7.  Vent-Talk to your friends, family, co-workers.  Give Rover and earful.  Don't keep your feelings bottled up, let them go.  It will make you feel a heck of a lot better and allow you to reclaim your focus.

8.  Save them-Most people want to ball up each and every rejection letter and discard them from their memory as though they never happened.  I, on the other hand, prefer to save mine in a nice, neat, ever-expanding manilla folder.  I save them to remember not to become too comfortable with my writing; I save them as learning tools; I save them to remind myself that taking a risk is always worth it even if it doesn't pan out in the end.  Finally, I save them as I hope to be able to look at them one day--ten, twenty years down the road--when I'm published and need a reminder about where I've come from.

Don't

1. Go all Cujo on the agent-You're upset; it's understandable.  However, that doesn't give you automatic liberty to attack the agent or her knowledge of the business.  A few months back, I queried an agent; a new one who was actively seeking to build her client list.  Ultmately, she rejected my query letter which stung but not as bad as it had in the past.  I was upset for about five minutes, but then became positively infuriated when I saw--a blog, a tweet, I can't remember--by said agent roughly complaining about the amount of queries she was receiving and wishing that she had an electronic red "rejected" stamp so that she could just get rid of them all.  Ummmm...ouch.  Glad to know all that hard work and resarch I put in was worth it when I queried her. Anyway, writers need to understand that agenting is a buiness and they can and will run it any way they desire.  As an author, you need to resist the urge to send that scathing email or (gasp) phone call.  Thank the agent for taking the time to review your manuscript (I don't think too many people do this with queries) and move on to the next.

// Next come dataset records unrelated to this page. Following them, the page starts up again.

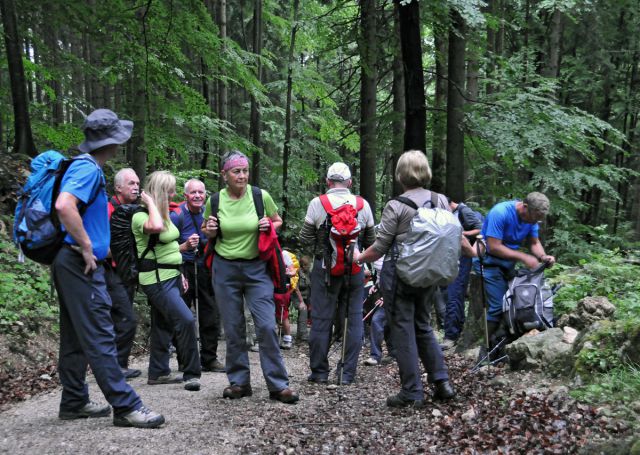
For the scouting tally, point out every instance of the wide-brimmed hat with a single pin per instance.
(338, 172)
(103, 127)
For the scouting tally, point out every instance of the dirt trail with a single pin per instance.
(497, 413)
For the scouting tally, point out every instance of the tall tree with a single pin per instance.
(455, 113)
(368, 99)
(23, 141)
(255, 111)
(416, 106)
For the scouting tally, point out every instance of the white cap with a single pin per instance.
(338, 172)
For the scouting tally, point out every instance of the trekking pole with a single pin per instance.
(195, 296)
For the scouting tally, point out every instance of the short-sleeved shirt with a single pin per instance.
(184, 220)
(84, 179)
(238, 222)
(503, 223)
(167, 250)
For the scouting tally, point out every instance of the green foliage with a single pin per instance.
(619, 385)
(607, 273)
(24, 291)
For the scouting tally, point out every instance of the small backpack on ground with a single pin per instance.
(429, 254)
(125, 251)
(342, 231)
(528, 302)
(37, 229)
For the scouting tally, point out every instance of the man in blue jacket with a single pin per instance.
(86, 329)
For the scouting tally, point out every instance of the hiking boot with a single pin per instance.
(192, 385)
(216, 366)
(444, 390)
(91, 409)
(130, 373)
(447, 344)
(286, 396)
(140, 418)
(371, 362)
(237, 391)
(396, 401)
(168, 379)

2.  Blame yourself-As I stated above, this business is subjective and, unless your writing is a rough, unedited first draft, most of the time it's nothing you did.

3.  Give up-This is your dream; your risk.  Don't abandon it.  Dig deep into your consciousness and re-discover your reason for writing.  You'll be amazed by how recharged you'll feel.

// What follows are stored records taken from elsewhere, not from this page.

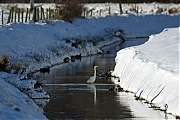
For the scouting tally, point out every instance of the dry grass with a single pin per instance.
(3, 62)
(70, 10)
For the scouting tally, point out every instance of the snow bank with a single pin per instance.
(151, 70)
(16, 105)
(42, 44)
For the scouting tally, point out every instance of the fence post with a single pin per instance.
(29, 14)
(15, 11)
(34, 15)
(120, 7)
(2, 17)
(84, 12)
(18, 14)
(41, 14)
(49, 13)
(9, 17)
(12, 14)
(22, 16)
(26, 14)
(109, 10)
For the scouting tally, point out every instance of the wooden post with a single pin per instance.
(12, 14)
(109, 10)
(26, 14)
(29, 14)
(9, 17)
(84, 12)
(2, 17)
(15, 11)
(18, 14)
(22, 16)
(120, 8)
(49, 13)
(46, 14)
(37, 14)
(34, 15)
(43, 16)
(41, 13)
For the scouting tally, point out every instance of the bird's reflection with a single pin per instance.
(92, 88)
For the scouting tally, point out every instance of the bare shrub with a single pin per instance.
(3, 62)
(70, 10)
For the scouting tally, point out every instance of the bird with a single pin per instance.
(92, 79)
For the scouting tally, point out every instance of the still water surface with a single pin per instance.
(73, 98)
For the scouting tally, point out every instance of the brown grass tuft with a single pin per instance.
(70, 10)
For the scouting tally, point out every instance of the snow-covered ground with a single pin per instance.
(36, 45)
(151, 70)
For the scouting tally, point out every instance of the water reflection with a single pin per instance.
(73, 98)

Some ways to increase your success with agents (I'm still in the process of perfecting these):

1.  Research-Know the agent you're querying.  Become familiar with what genre they represent, what authors they've represented, what their particular tastes are, etc.  For instance my unpublished manuscript features a strong, female protagonist.  While doing reasearch, I found an agent repping my genre who was looking for works featuring a strong female protagonist.  You can bet your ass I sent a query to her mentioning that specific statement. Invest in a subscription to Writer's Digest or borrow reference sources such as the Jeff Herman's Guide to Book Publishers, Editors, and Literary Agents, Guide to Literary Agents or Writer's Market.  Those are excellent resources that will assist in pointing you in the right direction.

2.  Put work into your query-The agents you selected aren't going anywhere.  Don't rush through a query letter as though they're going to turn into a pumpkin at midnight. Put the same amount of thought and work into your query as you did your manuscript .  You may have a killer manuscript but if your query sucks, that probably won't matter.

3.  Don't come across as too pretentious-It's great to have confidence in your writing, but if you try to sell your novel as the next big thing, you're more than likely driving the final nail into your coffin.
I hope you all had a Happy Easter.  As always, I would love your thoughts on anything in this post--whether you think I'm right or out in left field.  Don't worry, I don't bite.

Source for great quotes:  http://thinkexist.com/quotations/rejection/

3 comments:

Cecilia Marie said...

Wonderful post. As a newbie myself, I found your words encouraging as well as informative. Thank you for sharing.

Joseph Eastwood said...

I enjoyed reading your insight. I've never tried to be published before so I can't speak for myself but this seems really insightful. Thanks.

Sara Furlong-Burr said...

Thank you both for the comments. I really appreciate the feedback.